I like to mix the flowers and vegetables together. Since we do not have a specific tilled up area for vegetables, I grow them along side the house and fence-line right next to the flowers. Asparagus makes a beautiful fernlike border, so after we get done picking the shoots in the spring, it grows and looks beautiful mixed in with the flowers. Marigolds help keep away bugs, so they are planted next to the squash, and along the fence is a jumble of grape vines and tomato plants, with lilies growing up underneath. The side fence has morning glories and moonflower, and I am putting lettuce and spinach underneath those. Rhubarb is growing by the hostas, and the blueberries are out alongside of the roses.
I like both and plan to plant both this year. My favorite plants are lilies during the summer and coleus very colorful.
Why not both? Okra is related to Hibiscus and has pretty flowers. Sweet potato is related to morning glory and has flowers that I think are prettier than any morning glory. Many vegetables have pretty flowers. Some also have attractive foliage and/or fruit. Tricolor variegata peppers and Bright Lights Swiss chard are a couple of examples.
I'm doing a bit of both but more flowers than vegetables. The veggies I have going are tomatoes, big white onions, cantaloupe, watermelon, bush beans and corn. The corn is an accident from dropped seeds from my bird feeders. I haven't seen a single honeybee this year. The larger bumble bees and some little white butterflies are doing the pollinating.

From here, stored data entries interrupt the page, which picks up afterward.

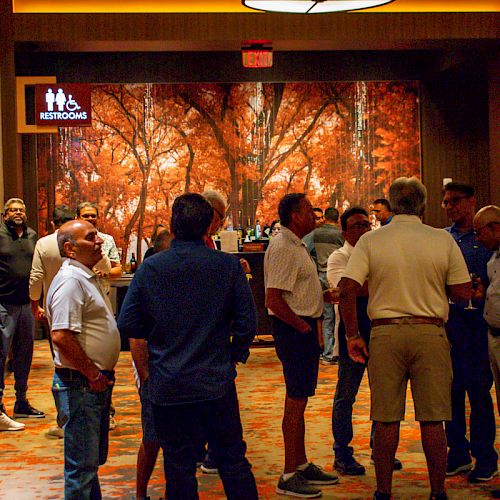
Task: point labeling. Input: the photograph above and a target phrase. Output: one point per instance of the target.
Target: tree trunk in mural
(341, 142)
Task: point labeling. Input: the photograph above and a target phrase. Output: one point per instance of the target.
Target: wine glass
(473, 277)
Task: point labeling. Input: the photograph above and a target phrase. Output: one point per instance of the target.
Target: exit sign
(257, 54)
(257, 58)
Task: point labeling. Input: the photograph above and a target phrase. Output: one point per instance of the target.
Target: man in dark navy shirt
(468, 335)
(17, 325)
(195, 308)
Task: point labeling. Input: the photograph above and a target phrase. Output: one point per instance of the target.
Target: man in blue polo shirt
(468, 334)
(195, 308)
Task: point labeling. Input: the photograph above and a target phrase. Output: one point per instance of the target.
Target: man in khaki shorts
(407, 306)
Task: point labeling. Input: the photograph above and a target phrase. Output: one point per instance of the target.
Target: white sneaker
(7, 424)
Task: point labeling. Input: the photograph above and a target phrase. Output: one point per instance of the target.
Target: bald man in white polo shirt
(407, 306)
(86, 348)
(294, 300)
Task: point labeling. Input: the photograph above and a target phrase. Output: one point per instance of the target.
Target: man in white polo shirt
(294, 300)
(86, 349)
(407, 306)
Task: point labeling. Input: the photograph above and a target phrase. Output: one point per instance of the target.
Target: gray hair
(62, 238)
(408, 196)
(11, 201)
(215, 198)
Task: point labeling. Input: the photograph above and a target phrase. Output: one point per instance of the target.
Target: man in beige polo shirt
(294, 300)
(407, 306)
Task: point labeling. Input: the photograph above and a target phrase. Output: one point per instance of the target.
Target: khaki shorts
(420, 353)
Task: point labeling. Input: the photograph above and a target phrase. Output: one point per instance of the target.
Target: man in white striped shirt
(294, 300)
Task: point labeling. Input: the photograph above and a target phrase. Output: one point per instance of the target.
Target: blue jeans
(84, 416)
(468, 336)
(350, 375)
(180, 428)
(17, 329)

Did someone say okra? My mom's from North Carolina and, needless to say, I love it. I especially like it pan-fried and browned in a little butter.
I cheat a bit with my flowers. I buy annuals and fill some planters. Love petunias and impatiens for color. A few bright lobelia thrown in. Not very hard to weed planters. Nasturians (?) have edible, spicey flowers. At our wild foods dinner one year a woman brought a tray full of the blossoms stuffed with a tiny dollup of cream cheese. They were arranged in concentric circles and looked like a work of art! So you can have both food and flowers. A friend grew them and other edible flowers to sell to fancy restaurants. Pansies, violets.... I have coneflowers and other medicinals which are pretty as well. Of course we have our veggies and have been picking a lot of raspberries this year. Gardens can be what you want/need.
We plant a lot of both. Everything was veggies for the years we had large numbers of children home, but as the children moved out, more flowers came into our life, mostly due to the wife's decorating tendencies. Most flowers are started from seed, and all veggies are started from seed. The flowers purchased are usually only for the flowers we can't locate a seed source for.
We also have a mix of flowers and veggies, but it seems like the birds and squirrels get them as soon as they are ripe. They chew chunks out of the tomatoes, and ate all of the blackberries just as they changed from red to purple. In the summer, we put the houseplants outside on the front porch and we enjoy them out there, and then when it gets cold again in the fall, we bring them inside again.